The boy is clearly fascinated with cars but he has now been banned from driving till he is twenty.

c) And the world said ... the widespread problem of our unruly children (11,000 (?) expulsion from school p.a.). The pyjama boy is the tip of a dangerous iceberg of pre-adolescent violence. Importance of finding a solution: ‘real people’ and ‘experts’ comment.

It will be a campaigning programme, though how we actually learn as a society to make use of the considerable talents of a lad like this, rather than continue the experience of them being turned against us, remains an enigma to me at the moment.

His criminal ‘foster parent’ is a cousin twice removed. The Robinsons are the chief Gypsy family around those parts, they live typically round Hesten Way and Moores.

What can be done to help him? Get the ban on his licence lifted? Buy him a scooter? The problems on his release may be even greater. It seems inevitable that he will once again begin twoccing and end up once again in custody, this time in an adult prison.

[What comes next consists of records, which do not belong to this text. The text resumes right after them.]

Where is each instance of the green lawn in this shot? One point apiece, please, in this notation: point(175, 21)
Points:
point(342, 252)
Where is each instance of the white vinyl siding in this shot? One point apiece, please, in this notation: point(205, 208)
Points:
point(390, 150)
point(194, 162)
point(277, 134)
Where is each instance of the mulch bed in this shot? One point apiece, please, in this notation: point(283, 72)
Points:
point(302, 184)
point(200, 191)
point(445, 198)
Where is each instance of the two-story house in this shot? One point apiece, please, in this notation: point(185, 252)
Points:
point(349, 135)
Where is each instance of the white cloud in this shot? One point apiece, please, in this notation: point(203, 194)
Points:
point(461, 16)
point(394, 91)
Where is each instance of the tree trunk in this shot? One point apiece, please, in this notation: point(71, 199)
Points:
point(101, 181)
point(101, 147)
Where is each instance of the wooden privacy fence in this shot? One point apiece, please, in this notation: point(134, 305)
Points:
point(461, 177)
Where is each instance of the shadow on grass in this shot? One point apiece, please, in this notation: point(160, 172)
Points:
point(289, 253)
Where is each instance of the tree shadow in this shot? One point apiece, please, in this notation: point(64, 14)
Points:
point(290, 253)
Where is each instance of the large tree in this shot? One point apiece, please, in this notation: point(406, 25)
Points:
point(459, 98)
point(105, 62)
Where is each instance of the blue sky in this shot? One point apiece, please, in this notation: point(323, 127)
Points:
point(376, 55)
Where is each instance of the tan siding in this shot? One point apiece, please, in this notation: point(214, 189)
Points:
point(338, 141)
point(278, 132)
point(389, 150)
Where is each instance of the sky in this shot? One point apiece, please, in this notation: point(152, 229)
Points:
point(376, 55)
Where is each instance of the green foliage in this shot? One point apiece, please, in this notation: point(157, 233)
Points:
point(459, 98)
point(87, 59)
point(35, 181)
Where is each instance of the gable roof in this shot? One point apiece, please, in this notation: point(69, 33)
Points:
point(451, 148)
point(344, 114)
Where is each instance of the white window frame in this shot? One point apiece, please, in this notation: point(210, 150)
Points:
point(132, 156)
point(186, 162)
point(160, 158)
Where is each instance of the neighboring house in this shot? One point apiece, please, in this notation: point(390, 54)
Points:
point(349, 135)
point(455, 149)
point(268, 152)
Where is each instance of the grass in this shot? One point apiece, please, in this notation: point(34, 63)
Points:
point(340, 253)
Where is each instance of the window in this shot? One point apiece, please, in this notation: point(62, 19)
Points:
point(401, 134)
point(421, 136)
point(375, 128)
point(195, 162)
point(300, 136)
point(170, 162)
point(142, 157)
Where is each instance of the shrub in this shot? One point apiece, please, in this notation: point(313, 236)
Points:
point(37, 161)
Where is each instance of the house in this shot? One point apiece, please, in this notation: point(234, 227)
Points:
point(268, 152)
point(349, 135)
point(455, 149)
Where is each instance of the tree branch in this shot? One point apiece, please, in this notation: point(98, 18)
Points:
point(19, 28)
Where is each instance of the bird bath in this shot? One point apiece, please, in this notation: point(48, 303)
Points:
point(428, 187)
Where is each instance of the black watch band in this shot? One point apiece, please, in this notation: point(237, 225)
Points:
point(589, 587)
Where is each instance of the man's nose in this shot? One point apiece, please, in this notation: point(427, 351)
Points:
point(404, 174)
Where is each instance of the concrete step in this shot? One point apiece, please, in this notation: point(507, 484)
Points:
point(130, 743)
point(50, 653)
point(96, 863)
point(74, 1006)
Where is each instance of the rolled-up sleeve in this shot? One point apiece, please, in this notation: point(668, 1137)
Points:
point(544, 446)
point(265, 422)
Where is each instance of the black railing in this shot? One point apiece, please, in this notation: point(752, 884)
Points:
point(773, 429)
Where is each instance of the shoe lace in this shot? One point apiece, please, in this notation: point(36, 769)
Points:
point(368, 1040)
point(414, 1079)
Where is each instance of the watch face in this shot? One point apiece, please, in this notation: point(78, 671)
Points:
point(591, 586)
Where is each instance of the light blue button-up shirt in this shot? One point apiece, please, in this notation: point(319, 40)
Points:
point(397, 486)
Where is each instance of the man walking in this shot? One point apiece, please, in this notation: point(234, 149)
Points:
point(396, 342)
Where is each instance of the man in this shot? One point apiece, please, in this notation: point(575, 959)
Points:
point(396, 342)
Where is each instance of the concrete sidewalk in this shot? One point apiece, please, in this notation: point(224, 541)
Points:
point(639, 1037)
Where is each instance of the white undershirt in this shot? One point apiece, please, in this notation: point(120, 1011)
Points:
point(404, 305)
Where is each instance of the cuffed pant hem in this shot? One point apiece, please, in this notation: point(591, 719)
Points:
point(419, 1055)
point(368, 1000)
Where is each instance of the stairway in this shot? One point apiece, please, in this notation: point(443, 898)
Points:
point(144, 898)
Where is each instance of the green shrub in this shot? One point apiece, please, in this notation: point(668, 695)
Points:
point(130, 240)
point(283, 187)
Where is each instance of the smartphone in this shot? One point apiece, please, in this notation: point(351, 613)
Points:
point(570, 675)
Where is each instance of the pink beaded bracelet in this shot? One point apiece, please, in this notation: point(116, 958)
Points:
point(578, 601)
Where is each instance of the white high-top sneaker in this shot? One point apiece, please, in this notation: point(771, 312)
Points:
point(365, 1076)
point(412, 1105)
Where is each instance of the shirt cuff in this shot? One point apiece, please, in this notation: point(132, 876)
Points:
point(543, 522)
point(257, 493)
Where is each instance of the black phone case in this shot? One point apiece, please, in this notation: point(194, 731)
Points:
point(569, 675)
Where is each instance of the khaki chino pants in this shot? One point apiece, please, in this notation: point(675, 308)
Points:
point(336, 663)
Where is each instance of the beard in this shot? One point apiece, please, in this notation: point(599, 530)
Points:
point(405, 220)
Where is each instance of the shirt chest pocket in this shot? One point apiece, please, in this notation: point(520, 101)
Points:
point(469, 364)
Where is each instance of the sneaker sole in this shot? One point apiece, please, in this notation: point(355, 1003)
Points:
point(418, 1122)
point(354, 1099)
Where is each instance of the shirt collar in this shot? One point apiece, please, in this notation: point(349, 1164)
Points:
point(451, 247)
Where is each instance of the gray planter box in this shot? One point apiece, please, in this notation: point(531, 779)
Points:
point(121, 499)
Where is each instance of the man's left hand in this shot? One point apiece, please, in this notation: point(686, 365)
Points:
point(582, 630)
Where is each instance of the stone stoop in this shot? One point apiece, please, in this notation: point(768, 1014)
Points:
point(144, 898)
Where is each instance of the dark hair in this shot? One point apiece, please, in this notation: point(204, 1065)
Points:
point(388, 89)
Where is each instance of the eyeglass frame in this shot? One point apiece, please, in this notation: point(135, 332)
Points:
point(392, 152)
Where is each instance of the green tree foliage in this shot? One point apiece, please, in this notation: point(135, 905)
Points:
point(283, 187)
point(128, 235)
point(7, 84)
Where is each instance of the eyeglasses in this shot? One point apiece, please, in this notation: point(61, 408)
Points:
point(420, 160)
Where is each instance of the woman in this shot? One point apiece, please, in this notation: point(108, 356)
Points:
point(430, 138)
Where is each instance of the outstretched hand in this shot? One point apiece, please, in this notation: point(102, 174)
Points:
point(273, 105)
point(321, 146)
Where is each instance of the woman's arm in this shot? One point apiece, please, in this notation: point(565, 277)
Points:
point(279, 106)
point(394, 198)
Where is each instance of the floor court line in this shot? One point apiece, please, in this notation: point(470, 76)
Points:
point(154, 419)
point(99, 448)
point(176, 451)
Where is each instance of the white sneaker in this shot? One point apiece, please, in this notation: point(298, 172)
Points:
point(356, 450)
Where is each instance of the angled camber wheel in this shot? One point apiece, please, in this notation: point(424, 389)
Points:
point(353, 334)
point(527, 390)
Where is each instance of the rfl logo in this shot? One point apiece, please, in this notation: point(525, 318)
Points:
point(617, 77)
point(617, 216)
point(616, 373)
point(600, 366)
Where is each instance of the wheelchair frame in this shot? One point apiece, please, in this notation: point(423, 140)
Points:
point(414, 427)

Police officers are concerned and intrigued because the stolen car they are pursuing appears to have no driver. In fact, the 9 year old lad has to drive standing and can scarcely see above the dashboard.

His alcoholic shop-lifting mother, her Spanish boyfriend, the environment; clues as to why he acts as he does.

We see his difficult home life, incidents with social workers and child psychiatrists, with his peers and at school. His theft of motors, JCB, a boat, fire-engine. Increasingly long periods of incarceration.

He instructs his solicitor and guardian ad litem and we show their increasing concern at what is happening to him.